A Vancouver Opera production. At the Queen Elizabeth Theatre on Saturday, January 27. Continues until February 8

The buzz at Vancouver Opera’s opening of its hugely ambitious, First Nations–inspired The Magic Flute was palpable. Socialites had pulled their best Dorothy Grant designs out of the closet, Musqueam chief Ian Campbell wore his full regalia for a traditional welcome song, and the overture was accompanied by video artist Sean Nieuwenhuis’s inspiring projected montage of Vancouver high-rises and bridges giving way to the lush evergreens of our West Coast ancestors. The concept had clearly captured everyone’s imagination, and for good reason: our local Native history seems a perfect fit for Wolfgang Amadeus Mozart’s tale of fantastical creatures and mystical shores. At a time when so many productions come with borrowed sets and costumes, here was a way to make a masterpiece truly our own—adding up to the biggest investment ever for this city’s opera company.

Aside from the challenges of creating such a brand-new take on The Magic Flute, Mozart’s complex singspiel carries its own special problems.
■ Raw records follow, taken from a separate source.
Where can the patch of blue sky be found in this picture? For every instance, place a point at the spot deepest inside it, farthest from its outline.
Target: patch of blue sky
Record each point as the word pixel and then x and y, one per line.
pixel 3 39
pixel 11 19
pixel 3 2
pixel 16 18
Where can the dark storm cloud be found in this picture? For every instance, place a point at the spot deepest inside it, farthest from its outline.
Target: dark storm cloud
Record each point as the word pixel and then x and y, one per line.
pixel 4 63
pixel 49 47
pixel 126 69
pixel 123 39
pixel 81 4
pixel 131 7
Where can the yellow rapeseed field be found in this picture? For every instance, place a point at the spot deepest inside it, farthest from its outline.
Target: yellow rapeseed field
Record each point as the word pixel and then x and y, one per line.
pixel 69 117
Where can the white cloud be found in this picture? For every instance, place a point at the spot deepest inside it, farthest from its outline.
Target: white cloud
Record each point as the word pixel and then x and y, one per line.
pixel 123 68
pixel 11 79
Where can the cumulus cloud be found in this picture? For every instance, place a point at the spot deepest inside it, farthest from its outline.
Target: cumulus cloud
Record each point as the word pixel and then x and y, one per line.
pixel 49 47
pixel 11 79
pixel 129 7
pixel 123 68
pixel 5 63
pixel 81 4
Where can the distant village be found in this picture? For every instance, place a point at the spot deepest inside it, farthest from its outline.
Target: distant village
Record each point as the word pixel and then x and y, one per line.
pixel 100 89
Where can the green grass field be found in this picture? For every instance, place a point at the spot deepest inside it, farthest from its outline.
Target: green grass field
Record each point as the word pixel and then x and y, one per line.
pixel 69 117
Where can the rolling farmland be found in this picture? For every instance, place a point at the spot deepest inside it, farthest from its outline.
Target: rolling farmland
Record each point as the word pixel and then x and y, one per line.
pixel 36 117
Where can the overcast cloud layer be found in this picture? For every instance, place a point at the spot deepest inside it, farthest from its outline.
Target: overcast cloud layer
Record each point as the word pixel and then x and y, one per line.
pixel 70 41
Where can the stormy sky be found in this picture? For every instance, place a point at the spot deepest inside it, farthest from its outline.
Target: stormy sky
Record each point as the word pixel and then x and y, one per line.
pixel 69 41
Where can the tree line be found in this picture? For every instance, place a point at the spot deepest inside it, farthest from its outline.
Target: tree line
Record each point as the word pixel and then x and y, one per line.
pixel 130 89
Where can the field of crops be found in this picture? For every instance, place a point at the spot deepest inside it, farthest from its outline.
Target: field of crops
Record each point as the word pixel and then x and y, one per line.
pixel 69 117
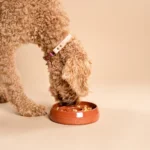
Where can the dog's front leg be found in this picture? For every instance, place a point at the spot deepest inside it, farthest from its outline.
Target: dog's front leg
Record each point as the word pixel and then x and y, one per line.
pixel 15 91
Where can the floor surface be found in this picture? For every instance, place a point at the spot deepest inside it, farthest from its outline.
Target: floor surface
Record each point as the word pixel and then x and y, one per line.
pixel 124 124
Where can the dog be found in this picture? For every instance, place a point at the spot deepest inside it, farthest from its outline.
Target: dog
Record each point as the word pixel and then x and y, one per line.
pixel 46 24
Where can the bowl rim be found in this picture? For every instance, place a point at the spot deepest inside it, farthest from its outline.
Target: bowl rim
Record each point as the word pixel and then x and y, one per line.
pixel 72 112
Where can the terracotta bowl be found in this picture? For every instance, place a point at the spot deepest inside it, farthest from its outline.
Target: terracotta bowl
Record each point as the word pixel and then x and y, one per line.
pixel 83 113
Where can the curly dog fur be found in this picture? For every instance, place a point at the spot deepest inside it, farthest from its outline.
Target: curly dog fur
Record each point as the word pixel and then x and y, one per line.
pixel 44 23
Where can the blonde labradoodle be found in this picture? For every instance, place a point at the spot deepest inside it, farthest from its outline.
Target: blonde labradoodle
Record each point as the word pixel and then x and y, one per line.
pixel 44 23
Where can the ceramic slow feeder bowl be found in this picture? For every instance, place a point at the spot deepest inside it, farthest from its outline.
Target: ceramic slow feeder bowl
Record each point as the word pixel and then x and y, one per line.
pixel 83 113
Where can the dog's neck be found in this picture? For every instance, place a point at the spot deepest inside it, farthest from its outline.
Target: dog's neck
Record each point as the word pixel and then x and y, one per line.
pixel 57 45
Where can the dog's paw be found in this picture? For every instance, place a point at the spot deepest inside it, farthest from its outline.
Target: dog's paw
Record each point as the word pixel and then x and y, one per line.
pixel 33 111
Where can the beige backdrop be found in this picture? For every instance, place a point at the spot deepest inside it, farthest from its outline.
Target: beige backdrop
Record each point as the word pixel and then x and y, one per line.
pixel 115 33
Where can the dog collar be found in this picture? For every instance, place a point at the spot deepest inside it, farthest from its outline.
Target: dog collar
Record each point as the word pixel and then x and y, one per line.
pixel 59 47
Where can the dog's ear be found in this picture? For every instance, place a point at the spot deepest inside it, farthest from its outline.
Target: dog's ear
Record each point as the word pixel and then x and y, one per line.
pixel 76 72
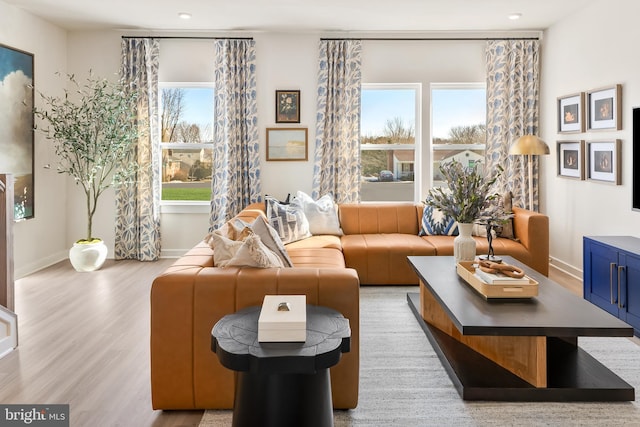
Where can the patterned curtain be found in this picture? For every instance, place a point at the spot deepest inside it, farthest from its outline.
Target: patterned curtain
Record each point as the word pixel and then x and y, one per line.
pixel 337 159
pixel 512 111
pixel 236 160
pixel 138 203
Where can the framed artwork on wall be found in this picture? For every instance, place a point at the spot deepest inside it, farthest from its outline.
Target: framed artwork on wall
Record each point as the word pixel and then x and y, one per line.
pixel 286 144
pixel 16 126
pixel 571 113
pixel 604 107
pixel 571 159
pixel 287 106
pixel 603 161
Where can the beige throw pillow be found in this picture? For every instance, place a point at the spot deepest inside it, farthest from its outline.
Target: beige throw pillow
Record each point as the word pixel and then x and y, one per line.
pixel 249 252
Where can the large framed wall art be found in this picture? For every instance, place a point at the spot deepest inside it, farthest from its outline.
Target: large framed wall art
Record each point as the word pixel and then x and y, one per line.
pixel 16 126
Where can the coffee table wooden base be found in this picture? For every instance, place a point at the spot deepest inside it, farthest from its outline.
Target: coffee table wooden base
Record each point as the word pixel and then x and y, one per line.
pixel 571 373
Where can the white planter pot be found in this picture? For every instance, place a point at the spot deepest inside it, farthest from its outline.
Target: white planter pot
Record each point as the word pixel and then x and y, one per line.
pixel 88 256
pixel 464 246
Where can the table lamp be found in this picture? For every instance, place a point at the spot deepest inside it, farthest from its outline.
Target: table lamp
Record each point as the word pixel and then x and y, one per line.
pixel 529 145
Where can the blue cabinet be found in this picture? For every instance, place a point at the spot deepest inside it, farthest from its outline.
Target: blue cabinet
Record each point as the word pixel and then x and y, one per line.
pixel 612 276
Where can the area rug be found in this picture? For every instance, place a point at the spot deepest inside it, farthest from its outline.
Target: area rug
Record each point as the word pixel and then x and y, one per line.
pixel 402 382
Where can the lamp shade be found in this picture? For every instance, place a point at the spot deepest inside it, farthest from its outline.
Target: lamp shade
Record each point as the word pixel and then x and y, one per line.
pixel 529 144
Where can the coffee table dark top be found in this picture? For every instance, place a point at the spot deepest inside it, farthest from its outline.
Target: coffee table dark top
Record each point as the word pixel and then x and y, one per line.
pixel 554 312
pixel 234 339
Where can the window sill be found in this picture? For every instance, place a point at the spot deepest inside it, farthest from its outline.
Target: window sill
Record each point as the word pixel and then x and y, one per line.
pixel 178 207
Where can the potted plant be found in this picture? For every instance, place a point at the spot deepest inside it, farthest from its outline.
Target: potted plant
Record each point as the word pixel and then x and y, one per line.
pixel 94 130
pixel 464 198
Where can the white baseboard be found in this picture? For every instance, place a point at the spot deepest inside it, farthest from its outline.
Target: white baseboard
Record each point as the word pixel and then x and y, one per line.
pixel 173 253
pixel 9 342
pixel 565 268
pixel 40 264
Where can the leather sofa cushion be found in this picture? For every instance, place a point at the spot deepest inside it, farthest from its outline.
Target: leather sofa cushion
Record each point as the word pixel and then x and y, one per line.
pixel 375 218
pixel 317 258
pixel 382 258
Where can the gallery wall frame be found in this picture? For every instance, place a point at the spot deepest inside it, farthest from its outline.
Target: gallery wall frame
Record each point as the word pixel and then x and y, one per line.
pixel 287 144
pixel 571 159
pixel 16 126
pixel 604 107
pixel 287 106
pixel 604 161
pixel 571 113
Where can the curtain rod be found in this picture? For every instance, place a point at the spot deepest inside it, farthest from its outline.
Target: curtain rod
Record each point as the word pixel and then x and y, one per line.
pixel 188 37
pixel 429 38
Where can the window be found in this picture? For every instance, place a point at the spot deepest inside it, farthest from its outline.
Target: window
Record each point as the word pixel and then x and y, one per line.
pixel 186 117
pixel 390 120
pixel 458 124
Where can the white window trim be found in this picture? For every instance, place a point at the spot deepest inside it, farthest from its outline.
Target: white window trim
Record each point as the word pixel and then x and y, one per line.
pixel 183 206
pixel 417 87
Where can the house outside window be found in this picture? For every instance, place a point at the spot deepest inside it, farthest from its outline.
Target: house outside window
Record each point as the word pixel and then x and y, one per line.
pixel 390 125
pixel 186 117
pixel 458 125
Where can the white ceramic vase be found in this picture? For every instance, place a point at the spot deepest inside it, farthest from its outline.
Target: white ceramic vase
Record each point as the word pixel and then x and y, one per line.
pixel 464 246
pixel 88 256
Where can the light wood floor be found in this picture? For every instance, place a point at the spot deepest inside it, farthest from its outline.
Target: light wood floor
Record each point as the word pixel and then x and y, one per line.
pixel 84 341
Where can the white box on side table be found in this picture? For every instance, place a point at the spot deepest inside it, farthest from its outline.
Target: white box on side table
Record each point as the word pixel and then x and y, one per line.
pixel 283 318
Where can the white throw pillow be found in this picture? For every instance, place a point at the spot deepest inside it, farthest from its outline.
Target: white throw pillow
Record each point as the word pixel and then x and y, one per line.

It’s a long, delicate dance between folk humour and philosophy, silly antics and serious Masonic rituals. This Flute boasts scenes of inspired imagery, some strong performances, and conductor Derrick Inouye’s sparkling rendition of the music, but it lacks the singular sweep—the sustained magic—to propel it through three-plus hours.

The story follows young Tamino, who finds himself in a strange land where the Queen of the Night sends him to rescue her beautiful daughter, Pamina, from imprisonment. But when Tamino and his comical bird-catcher sidekick, Papageno, track her down, he finds that her captor, the ruler Sarastro, is not as evil as he has been made out to be.

Here, the setting is a mysterious coastal forest, depicted via a simple screen that jags up like mountains, transparent burlap “pillars” that resemble tree trunks, a central shoreline rock, and projected fern and cedar foliage. Native drawings depict some of the animals encountered, Sarastro’s people dress in the ceremonial garb of 10 different Nations, and select words have been translated into the Halq’eméylem language. Some of the sets are impressive: a golden canoe arrives to sail Papageno and Tamino away on their journey, and there’s a giant, metal abstraction of an arbutus tree. But much of the second act puts the specially created costumes against sparse scenery, with little more than an elevated walkway for visual interest. (Proving you can never totally trust technology, on opening night a glitch in the computerized projection system found the main screen bearing a software information page for a minute.)

The Magic Flute’s colourful characters do their best to liven up the stark staging. Hwang Sin Nyung’s Queen, despite her sketchy English, is ferocious enough in her metallic-frond gown to steal each scene, and though her lower register sometimes gets lost, her “rage aria” is a climax of coloratura, as she fires off her aerial notes and detonates the elusive high F. Bass-baritone Kevin Short’s Sarastro is stiff, but he’s nonetheless majestic in his bare feet and animal skins, regally reaching down to his low Fs. As Pamina, soprano Nathalie Paulin has a gleaming voice, but she and her Tamino (effortless tenor Philippe Castagner) lack charisma, especially in director Robert McQueen’s colloquial spoken translations. On the other end of the spectrum is baritone Etienne Dupuis’s Papageno, who occasionally veers toward clownish cliché. Michel Corbeil’s menacing Monostatos is more cleverly funny. Still, his and his henchmen’s 18th-century Euro-style garb contributes to a costume mishmash that includes Tamino and Pamina’s present-day leathers, Sarastro’s people’s ceremonial costumes, Papageno’s suit of Steller’s jay feathers, a quartet of dancers’ gold spandex unitards, and the Star Trek–silver bald heads of the Queen and her crew.

Like so many other aspects of this production, the costumes are more striking individually than they are put together as a whole. One reason may be that so many First Nations consultants worked alongside the usual Vancouver Opera designers that there were simply too many cooks in the potlatch to create a unified vision. Yet it’s impossible to fault VO for trying to extend its reach—it’s just that this time, it reached a little too far.